The one I tried was the Pro Plus 36 (pictured), a mid-size two tier desk which sat on top of my existing desk and had a surface for the keyboard and another higher tier for the computer monitor (in the picture she has two, a laptop and a monitor, but that’s just showing off). On this higher tier I put my laptop, while the keyboard and mouse (both Bluetooth) were on the lower one.
The Varidesk was very sturdy – and heavy. It took less than a minute to set up – you just get it out of the box and try not to drop it on your foot. I nearly put my back out lifting it onto the desk. It is also very adjustable – you can have it at different heights or all the way down for when you are sitting.
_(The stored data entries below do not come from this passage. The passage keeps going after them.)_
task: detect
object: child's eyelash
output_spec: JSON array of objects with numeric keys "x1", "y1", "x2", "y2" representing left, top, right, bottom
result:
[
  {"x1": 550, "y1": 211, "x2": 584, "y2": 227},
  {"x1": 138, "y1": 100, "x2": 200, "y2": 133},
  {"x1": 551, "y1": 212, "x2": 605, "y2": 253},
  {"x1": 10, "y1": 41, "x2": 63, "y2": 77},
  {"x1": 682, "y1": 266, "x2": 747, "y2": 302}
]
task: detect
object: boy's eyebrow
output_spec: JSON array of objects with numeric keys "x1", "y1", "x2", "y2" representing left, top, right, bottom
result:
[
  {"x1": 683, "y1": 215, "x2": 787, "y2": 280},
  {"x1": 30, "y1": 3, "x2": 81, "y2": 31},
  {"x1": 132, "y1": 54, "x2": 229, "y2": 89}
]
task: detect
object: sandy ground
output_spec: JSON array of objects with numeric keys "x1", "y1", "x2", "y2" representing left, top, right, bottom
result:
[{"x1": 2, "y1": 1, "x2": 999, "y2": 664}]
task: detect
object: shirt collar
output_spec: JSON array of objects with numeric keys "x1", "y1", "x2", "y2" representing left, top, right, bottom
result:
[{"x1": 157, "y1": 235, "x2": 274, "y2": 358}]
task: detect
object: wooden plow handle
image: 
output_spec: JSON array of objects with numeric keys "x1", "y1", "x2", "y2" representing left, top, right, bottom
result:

Varidesk says that using a standing desk can help decrease neck and lower back pain, lower blood pressure and help prevent heart disease, and it has the research to back it up, all independently conducted. Obviously, I can’t judge whether those claims are true, and even if they worked for me, it might be a placebo effect. Nevertheless, I’ve found that using the desk on its higher settings and standing for around half the day has certainly lessened the back pain I have by the end of the day, and also meant I have a tendency to talk more to those around me. This is not necessarily an advantage for any of us.
Standing desks come in all shapes, sizes and prices. I know Ikea do one, for instance. This one is towards the top end of the range (and Varidesk has less expensive ones), but to be honest, if it saves only a few trips to the osteopath / physiotherapist / shaman it’s probably worth it.